Its face was human, but the back of the skull suggested a bone carapace or shell instead of hair. Other less immediately obvious differences made themselves known after time. The eyes were not quite right, nor the shape of its mouth or nose. In silence we studied it with only the blowing of sand and wind and the creaking of our packs to beat back the silence.

Finally I had filled a page of my book with a sketch of the great object, and my love had charted the location to the stars and our known travel. We had not spoken, in part because there was little to say, this was beyond us, and in part to conserve what little moisture might be lost behind out reclamation masks. I don't know why I did so, but I said aloud, floating the question on the dry winds, "What are you?" My tone must have been one of bafflement and confusion, but my reaction was nothing short of absolute surprise.

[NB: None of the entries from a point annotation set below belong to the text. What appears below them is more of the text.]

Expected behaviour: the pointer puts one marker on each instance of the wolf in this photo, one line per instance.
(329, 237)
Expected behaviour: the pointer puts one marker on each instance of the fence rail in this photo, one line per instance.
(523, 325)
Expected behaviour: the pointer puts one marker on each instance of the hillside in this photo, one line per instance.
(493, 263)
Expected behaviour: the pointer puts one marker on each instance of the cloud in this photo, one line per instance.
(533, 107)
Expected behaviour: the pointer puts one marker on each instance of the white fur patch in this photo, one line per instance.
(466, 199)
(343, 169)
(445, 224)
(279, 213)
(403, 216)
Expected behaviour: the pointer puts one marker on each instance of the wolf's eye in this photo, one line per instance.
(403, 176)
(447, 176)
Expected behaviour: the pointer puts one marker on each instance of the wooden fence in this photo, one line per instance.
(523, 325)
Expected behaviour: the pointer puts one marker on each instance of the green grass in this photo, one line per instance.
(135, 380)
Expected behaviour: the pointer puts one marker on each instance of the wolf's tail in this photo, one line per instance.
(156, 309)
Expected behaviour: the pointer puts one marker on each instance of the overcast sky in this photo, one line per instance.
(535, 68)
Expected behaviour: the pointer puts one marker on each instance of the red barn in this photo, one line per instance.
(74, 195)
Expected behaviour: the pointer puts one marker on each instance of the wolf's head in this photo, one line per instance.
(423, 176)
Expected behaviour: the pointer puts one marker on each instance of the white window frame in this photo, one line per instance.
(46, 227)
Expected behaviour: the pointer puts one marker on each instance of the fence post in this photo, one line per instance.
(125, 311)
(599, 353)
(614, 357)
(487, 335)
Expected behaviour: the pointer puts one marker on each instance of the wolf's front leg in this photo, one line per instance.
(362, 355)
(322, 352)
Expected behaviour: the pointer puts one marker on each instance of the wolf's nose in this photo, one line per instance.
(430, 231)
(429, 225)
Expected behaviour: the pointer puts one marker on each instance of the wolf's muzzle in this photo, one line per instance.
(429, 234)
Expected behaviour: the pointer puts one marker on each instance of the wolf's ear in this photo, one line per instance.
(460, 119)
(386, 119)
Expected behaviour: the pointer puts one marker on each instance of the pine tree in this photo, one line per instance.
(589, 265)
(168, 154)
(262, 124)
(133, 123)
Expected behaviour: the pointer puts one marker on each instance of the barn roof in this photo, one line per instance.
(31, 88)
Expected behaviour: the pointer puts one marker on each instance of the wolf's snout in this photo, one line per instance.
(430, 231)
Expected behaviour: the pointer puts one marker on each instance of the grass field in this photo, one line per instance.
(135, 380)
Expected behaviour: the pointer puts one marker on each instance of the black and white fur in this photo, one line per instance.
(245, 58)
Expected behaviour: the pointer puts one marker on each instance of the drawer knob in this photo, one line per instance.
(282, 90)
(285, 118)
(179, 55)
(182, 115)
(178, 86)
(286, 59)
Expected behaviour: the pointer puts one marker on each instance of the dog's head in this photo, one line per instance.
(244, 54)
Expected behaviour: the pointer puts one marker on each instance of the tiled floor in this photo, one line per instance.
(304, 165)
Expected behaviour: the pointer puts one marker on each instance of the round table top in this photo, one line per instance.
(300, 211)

"I am memory," the great head replied. Encrustations of sand cracked and fell away from the great object's face though what lay under was no less stone than what had covered it. Still the eyes moved to regard us, the mouth and lips changed, forming each word as surely as my own.

I recovered from my shock first and stammered out another question, eager to see if I had simply imagined its reply. "Are you alive?"

"I am memory," it replied again. "Memory does not live it is. It does not grow without experience. It does not change under weight of age."

"Are you a computer?" I asked without thinking.

"I am memory. I recall, and accumulate, but I do not act or alter or analyze." It paused, it unnerving dead gaze falling upon me like a weight of ancient stone. "I am a repository of knowledge. I am memory."